The digital revolution
It’s an unmistakable fact that social media have changed the way we experience ‘digital’. Only 10 years ago, who would have thought that media like Facebook would conquer the world or have an impact on how news is consumed or shared? Who would have thought that companies were to adopt a social media strategy to keep or grow their readership? Same goes for media like Instagram or Twitter. That very readership has shifted from subscription-based to shopping-based, hopping from one news provider to the other, shopping for content that appeals to that specific reader. Like. Share.

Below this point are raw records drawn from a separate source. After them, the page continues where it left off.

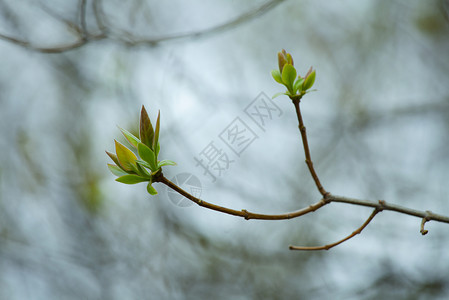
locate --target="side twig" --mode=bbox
[291,97,329,198]
[153,173,329,220]
[289,208,382,251]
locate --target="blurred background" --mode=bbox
[0,0,449,300]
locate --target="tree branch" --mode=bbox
[290,97,329,197]
[289,208,381,251]
[158,173,329,220]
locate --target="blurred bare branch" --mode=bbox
[0,0,284,53]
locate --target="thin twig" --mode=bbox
[154,174,449,223]
[289,208,381,251]
[153,173,329,220]
[291,97,329,198]
[79,0,88,40]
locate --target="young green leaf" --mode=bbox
[156,142,161,158]
[106,151,120,166]
[136,159,151,179]
[282,64,296,92]
[271,92,287,99]
[157,159,176,169]
[147,182,157,195]
[119,127,140,149]
[271,70,284,84]
[303,70,316,91]
[293,78,304,94]
[151,111,161,151]
[115,174,149,184]
[115,141,137,171]
[108,164,128,177]
[140,105,154,149]
[137,143,158,172]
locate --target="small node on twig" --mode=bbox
[377,200,387,212]
[419,210,432,235]
[242,209,250,220]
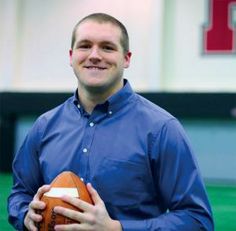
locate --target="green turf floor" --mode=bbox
[0,174,236,231]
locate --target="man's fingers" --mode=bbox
[34,185,51,200]
[29,201,46,210]
[86,183,102,204]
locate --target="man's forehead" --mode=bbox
[76,19,121,39]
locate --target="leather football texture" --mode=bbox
[37,171,93,231]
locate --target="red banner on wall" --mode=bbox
[203,0,236,54]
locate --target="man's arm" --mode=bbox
[8,120,43,230]
[121,119,214,231]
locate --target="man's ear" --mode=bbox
[69,49,73,66]
[124,51,132,68]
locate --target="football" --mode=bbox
[38,171,93,231]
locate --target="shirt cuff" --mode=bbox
[120,220,147,231]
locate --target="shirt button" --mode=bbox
[89,122,94,127]
[83,148,88,153]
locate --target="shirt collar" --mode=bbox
[73,79,135,115]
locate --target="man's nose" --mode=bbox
[89,47,102,62]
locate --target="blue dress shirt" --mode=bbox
[8,80,213,231]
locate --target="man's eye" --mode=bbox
[103,46,114,51]
[78,44,91,49]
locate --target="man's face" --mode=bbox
[70,20,131,95]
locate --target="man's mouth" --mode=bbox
[85,66,107,71]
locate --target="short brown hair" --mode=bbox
[71,13,129,54]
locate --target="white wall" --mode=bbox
[0,0,236,92]
[0,0,163,91]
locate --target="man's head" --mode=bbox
[70,14,131,98]
[71,13,129,54]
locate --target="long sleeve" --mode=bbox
[8,119,42,230]
[121,119,214,231]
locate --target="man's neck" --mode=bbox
[78,82,123,114]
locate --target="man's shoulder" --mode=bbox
[37,96,73,122]
[137,94,175,121]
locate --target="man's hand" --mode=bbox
[54,184,122,231]
[24,185,50,231]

The classic subscription formula expanded to also offer a digital subscription, but still, in spite of that, newspapers lose subscriptions. To anticipate to that, many online newspapers also show ads. The content shopper gets to see free content, but also some ads. Adblockers however forced newspapers to look into different strategies.
Shift to paid content
Some newspapers offer ad free content, if the visitor is willing to pay for that. Others choose to provide a healthy mix of free journalistic and paid content. Paid content is about specific insights, columns, analyses, interviews, etc. The added value seeker most likely finds additional content there, if he is willing to pay for it. Nevertheless, the ‘puppy’ images or the viral video is not always very far away, depending on the audience the newspaper is targeting. Based on specific traffic analysis and amount of clicks, they may decide on what content should get what spot on the home page. Media publishers constantly look for ways to keep newspapers afloat, consequentially steering coverage to what sometimes may have less journalistic value.

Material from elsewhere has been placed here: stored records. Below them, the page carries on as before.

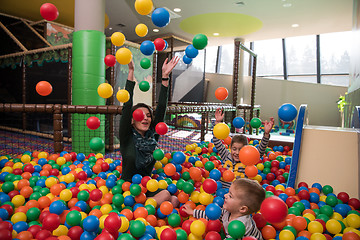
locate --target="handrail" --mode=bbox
[287,104,307,188]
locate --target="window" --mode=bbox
[219,44,234,75]
[285,35,317,83]
[205,46,218,73]
[254,39,284,79]
[320,32,352,86]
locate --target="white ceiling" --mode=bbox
[105,0,353,45]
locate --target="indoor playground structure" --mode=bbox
[0,0,360,240]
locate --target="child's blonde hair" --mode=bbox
[232,178,265,214]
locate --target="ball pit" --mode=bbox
[0,140,360,240]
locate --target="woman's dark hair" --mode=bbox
[131,103,154,123]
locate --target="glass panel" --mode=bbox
[219,44,234,75]
[254,39,284,76]
[285,35,316,79]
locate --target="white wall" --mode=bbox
[206,73,347,127]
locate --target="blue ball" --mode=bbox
[185,45,199,58]
[140,40,155,56]
[83,215,99,232]
[205,203,221,220]
[233,117,245,128]
[151,8,170,27]
[183,55,192,64]
[278,103,297,122]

Targeting the right audience
Despite all that there is no reason to panic. Newspapers have always had a tradition of picking content for a specific audience. Those looking for more human interest articles, linked to what’s buzzing on social media will most likely find a newspaper that pays specific or more attention to those topics. Those looking for added value, specific insights leaning to the global or local news items will surely also find a proper newspaper.
Are we shifting to paid journalism? Most likely, depending on the content. Will the newspaper as a medium change, knowing that many social media also provide newsfeed services? We will see what the future will hold.